Como bien dice el autor y guionista Pablo Lago, en su contratapa:

En Sangre Viva es uno de esos libros que agigantan su presencia y vida aún tiempo después de haber sido leídos. Como las ausencias que evoca en cada una de sus narraciones, estos cuentos anclan y se hacen carne en el aquí y ahora, cuando sus páginas ya han pasado por nuestras manos. Este es, quizá, uno de los mayores logros de la periodista Luciana Prodan como narradora. Cada uno de sus relatos, poseedor de una atmósfera tan cotidiana como inquietante, envuelve al lector de un modo que más que invitar conmina a avanzar línea a línea y sin respiro hacia un final siempre revelador, a la vez que inexorable. De envidiable capacidad de observación para el detalle, como para la más compleja e intrincada relación humana, con el temple y la sutileza justa para hacernos vivenciar una caricia o un asesinato, Prodan nos regala seis historias que bien podrían ser filmadas. Protagonizadas casi excluyentemente por mujeres, sus desventuras tienen la doble virtud de ser cuentos a la vez que guiones cinematográficos, que fluyen como la sangre a la que hace mención el título.

La misma sangre viva que, sin duda alguna, ha vertido la autora en estos cuentos para leer y releer.

Además, la presente edición cuenta con el arte de tapa de Francisco Prodan que capta en un golpe de vista los fuertes sentimientos que despierta cada historia.

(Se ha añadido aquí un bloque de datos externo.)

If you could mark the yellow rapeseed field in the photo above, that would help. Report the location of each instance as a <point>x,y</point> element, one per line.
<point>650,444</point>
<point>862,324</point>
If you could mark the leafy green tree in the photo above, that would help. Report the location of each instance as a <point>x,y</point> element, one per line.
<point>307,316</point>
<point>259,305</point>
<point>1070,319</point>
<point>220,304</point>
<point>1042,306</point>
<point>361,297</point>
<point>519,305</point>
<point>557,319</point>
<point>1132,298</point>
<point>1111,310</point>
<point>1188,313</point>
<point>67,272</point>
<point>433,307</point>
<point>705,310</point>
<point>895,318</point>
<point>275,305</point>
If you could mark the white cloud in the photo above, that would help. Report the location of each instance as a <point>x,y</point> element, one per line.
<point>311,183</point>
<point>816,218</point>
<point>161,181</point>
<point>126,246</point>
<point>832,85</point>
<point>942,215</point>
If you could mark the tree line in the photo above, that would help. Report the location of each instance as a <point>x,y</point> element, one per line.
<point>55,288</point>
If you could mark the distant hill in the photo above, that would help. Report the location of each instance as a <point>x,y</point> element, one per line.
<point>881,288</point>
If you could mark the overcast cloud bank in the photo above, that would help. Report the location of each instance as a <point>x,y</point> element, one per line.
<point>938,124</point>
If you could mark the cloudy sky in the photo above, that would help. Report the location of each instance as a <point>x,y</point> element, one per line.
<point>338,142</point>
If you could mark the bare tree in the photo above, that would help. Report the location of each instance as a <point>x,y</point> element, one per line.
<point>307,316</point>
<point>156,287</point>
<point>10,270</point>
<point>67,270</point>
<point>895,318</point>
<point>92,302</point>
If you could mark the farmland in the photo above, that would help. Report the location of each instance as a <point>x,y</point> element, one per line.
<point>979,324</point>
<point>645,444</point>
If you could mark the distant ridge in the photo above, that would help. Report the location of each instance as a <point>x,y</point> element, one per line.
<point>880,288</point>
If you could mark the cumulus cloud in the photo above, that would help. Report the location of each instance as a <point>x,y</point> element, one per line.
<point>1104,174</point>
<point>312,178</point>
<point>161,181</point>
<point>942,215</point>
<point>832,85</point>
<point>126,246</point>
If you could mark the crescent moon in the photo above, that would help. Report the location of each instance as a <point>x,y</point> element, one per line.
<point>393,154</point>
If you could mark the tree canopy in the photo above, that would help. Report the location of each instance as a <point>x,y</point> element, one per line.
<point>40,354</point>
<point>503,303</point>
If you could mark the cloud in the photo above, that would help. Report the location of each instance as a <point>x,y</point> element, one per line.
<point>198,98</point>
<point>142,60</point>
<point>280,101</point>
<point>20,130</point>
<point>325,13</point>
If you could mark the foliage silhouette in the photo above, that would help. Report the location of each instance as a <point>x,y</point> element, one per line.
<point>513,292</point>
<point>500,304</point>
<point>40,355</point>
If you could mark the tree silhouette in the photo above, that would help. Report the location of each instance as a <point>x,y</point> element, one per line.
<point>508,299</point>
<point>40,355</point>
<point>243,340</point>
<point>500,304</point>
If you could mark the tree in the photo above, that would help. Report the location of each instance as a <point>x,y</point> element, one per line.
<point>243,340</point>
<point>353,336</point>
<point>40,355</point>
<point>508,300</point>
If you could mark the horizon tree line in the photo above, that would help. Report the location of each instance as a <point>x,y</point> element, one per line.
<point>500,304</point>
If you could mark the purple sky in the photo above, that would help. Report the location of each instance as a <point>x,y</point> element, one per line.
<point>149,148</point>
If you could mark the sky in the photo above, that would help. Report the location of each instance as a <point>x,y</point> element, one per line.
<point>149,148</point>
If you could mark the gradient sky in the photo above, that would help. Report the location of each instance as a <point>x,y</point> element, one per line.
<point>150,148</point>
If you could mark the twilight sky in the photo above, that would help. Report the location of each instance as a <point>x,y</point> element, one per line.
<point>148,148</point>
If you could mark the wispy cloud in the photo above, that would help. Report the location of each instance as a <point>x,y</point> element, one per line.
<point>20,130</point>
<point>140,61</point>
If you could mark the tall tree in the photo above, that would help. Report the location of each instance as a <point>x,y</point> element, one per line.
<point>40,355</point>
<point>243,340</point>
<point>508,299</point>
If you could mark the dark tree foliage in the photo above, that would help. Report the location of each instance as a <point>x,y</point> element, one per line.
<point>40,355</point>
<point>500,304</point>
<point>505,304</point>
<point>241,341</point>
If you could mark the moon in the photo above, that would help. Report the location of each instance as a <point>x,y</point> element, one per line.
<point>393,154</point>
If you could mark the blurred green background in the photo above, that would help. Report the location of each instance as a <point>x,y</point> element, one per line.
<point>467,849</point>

En sangre viva es el octavo libro de la Colección Ojo Lector dirigida por Viviana Rosenzwit, de Moglia ediciones. Su presentación se llevará a cabo el día viernes 25 de agosto a las 18:30 hs. en la Librería – Bar Borges 1975, calle Jorge Luis Borges 1975 de la Ciudad de Buenos Aires.

Nos acompañarán en la mesa la Lic. Margarita Rodríguez Suárez, psicóloga, terapeuta cognitiva – conductual y coordinadora de grupos Mindfulness; la Lic. Viviana Rosenzwit, directora de la Colección y su autora Luciana Prodan.

Además, para cerrar el encuentro, la actriz Ana Livingston interpretará algunos fragmentos del cuento “Las muñecas no saben llorar”.